Патан отвел взгляд от костра и взглянул на меня. Ссадина возле глаза и отек на губе уже почти прошли.
— Твоему языку.
Он снова опустил глаза, но я успела кое-что в них заметить. Что-то, от чего мой страх перед ним прошел. Неужели я все это время его боялась, несмотря на уверенность в том, что меня уже невозможно напугать? Не знаю. Одолевающие меня мысли о Фейт, лихорадка и боль, неуверенность в будущем — последние два дня моя жизнь ограничивалась только этим. Что я чувствовала теперь? Если бы я могла перестать винить себя за то, что не смогла понять, что с Фейт все обстоит серьезнее, чем казалось, что ее все глубже затягивает в пучину отчаяния, то, думаю, я осознала бы, что вовсе не испытываю страха.

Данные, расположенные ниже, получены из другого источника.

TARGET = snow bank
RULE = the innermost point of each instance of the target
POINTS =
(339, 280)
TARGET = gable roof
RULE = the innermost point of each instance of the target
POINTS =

Патан прервал молчание, снова взглянув на огонь:
— Ты давно живешь в Индии? Ты выучила хинди.
Он пытался завязать разговор. Как странно все это, подумалось мне, — я сижу у костра где-то возле Кашмира и разговариваю с патаном с северо-западной границы.
— Нет, не очень давно. Полтора года.
Он кивнул.
Мне было необходимо отвлечься от мыслей о Фейт, подумать о чем-нибудь другом.
— Расскажи мне о своем народе — о пушту, — попросила я.
Патан бросил в огонь палку, где она затрещала и зашипела.
— Тут не о чем рассказывать. Сам я из племени гилзай. Мое племя насчитывает около полутора сотен человек. Мы не живем все время на одном месте — лето мы проводим в горах, наслаждаясь прохладой, а на зиму перебираемся в долины. Мое племя занимается разведением овец, и мы торгуем шерстью, выменивая на нее необходимые вещи.
Он замолчал и посмотрел на меня, а затем продолжил:
— Мой народ любит музыку, поэзию и игры. Мы живем незатейливой жизнью.
Но его глаза говорили обратное. Этого человека трудно было назвать «незатейливым». Я подтянула к себе колени, обхватила их руками и положила сверху подбородок.
— А что ты делал в Симле?
— Я ловлю одичавших лошадей на равнинах. Затем объезжаю их и продаю или обмениваю, иногда в Кабуле, а иногда в Пешаваре или на юге Индии. На этот раз я продал небольшой табун в Раджпуре и возвращался обратно в горы через Симлу, чтобы забрать другой табун, ожидающий меня в Кашмире.
— Извини, — сказала я.
— Извинить? За что ты просишь тебя извинить?
— За то, как с тобой обошлись. Это было несправедливо.
Патан, нахмурившись, кивнул.
— Как тебе удалось убежать?
— Они вывели меня из тюрьмы. Чтобы повесить.
У меня перехватило дыхание.
— Расул находился поблизости. Я издал звук — команду, которую он знает и которой подчиняется. Конь порвал веревку, которой был привязан, и бросился на тех, кто меня держал. Они разбежались, спасаясь от его копыт. Я вскочил на Расула. Пока солдаты вывели и оседлали своих лошадей, я был уже далеко.